Tests ADN, le dangereux miroir aux alouettes
Enquête sur ces sociétés de biotechnologies qui, à partir d’un échantillon d’ADN, prétendent déterminer vos origines, vous retrouver des parents lointains, voire prédire votre avenir.
Maître Kaba, Professeur Dougou et autres marabouts auraient-ils du mouron à se faire ? Parce qu’une poignée de sociétés de biotechnologies pourraient bien finir par tuer leur petit business. En abusant tout autant de la crédulité des gens. Mais eux, sous caution soi-disant scientifique. Ayant maintenant pignon sur Web, ces pseudo-laboratoires privés, installés hors de nos frontières, proposent en effet des prestations souvent comparables. Vous aimeriez retrouver des parents éloignés, anticiper votre risque de tomber gravement malade, connaître votre espérance de vie, vérifier la fidélité de votre conjoint, voire dénicher votre âme soeur ? Tout cela semble à leur portée. Votre ADN serait pour eux comme une boule de cristal dans laquelle il suffirait de regarder pour tout savoir sur vous.
Et le succès est au rendez-vous. Des millions de personnes ont déjà confié leur patrimoine génétique à ces voyants du XXIe siècle. Essentiellement outre-Atlantique. Làbas, lors du Black Friday 2017, ce vendredi qui donne le coup d’envoi des achats de Noël, le kit d’analyses génétiques de l’entreprise 23andMe s’est hissé dans le top 5 des articles les plus vendus sur Amazon. Mais les Français, eux aussi, s’y mettent. Preuve de leur engouement naissant, le portail d’information Expert ADN.fr, créé en 2013, enregistre aujourd’hui plus de 25 000 visiteurs par mois. Et son audience ne cesse de croître. “À tel point que nous avons dû en retirer le numéro de téléphone, faute de pouvoir répondre à tous les appels que nous recevions”, confie Aurélie Gebhart, sa fondatrice.

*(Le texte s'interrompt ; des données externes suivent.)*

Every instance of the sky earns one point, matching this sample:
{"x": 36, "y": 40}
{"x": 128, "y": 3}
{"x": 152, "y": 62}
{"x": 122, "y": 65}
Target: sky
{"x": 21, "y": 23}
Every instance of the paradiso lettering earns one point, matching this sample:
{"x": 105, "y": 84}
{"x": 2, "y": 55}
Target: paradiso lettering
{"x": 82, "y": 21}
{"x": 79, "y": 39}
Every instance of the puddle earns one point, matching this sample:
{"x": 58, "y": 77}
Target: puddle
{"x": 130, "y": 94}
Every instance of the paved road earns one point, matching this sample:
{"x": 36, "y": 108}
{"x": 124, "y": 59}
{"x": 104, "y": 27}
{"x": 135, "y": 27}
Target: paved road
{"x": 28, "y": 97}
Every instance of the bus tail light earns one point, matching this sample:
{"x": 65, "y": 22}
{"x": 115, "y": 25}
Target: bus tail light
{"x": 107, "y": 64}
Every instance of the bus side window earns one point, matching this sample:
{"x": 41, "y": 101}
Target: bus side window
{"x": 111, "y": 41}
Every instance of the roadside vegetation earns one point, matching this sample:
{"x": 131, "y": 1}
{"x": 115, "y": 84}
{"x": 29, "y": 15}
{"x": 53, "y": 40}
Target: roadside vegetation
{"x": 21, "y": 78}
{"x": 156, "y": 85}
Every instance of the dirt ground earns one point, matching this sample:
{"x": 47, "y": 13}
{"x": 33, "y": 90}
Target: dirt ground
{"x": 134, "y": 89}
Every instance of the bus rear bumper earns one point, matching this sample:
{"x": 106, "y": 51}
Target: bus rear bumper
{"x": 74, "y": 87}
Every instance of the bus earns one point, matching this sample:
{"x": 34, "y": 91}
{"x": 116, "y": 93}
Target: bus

Une démarche illégale en France
Il faut dire qu’ExpertADN.fr, en partie financé par les publicités de ces drôles de labos, ne mentionne pas clairement l’illégalité de cette transaction. L’article 226-28-1 du Code pénal stipule pourtant que “le fait, pour une personne, de solliciter l’examen de ses caractéristiques génétiques ou de celles d’un tiers, ou l’identification d’une personne par ses empreintes génétiques en dehors des conditions prévues par la loi est puni de 3 750 euros d’amende”. Ces conditions “sont précisément définies par le Code civil et celui de la santé publique, souligne Hélène GuimiotBréaud, chef du service de la santé à la Commission nationale de l’informatique et des libertés (Cnil). Un test ADN ne peut être ordonné que par un juge dans le cadre d’une recherche de paternité ou d’une enquête criminelle, ou bien prescrit par un médecin à des fins thérapeutiques.” Pourtant, si l’on en croit des chiffres largement relayés par les médias, chaque année, quelque 20 000 Français enverraient des échantillons de cellules humaines à l’étranger afin de les soumettre à un test de paternité. En toute impunité – “Je n’ai effectivement pas connaissance de cas d’individus ayant été sanctionnés pour l’avoir fait”, reconnaît Hélène Guimiot-Bréaud – et, sans doute, par ignorance…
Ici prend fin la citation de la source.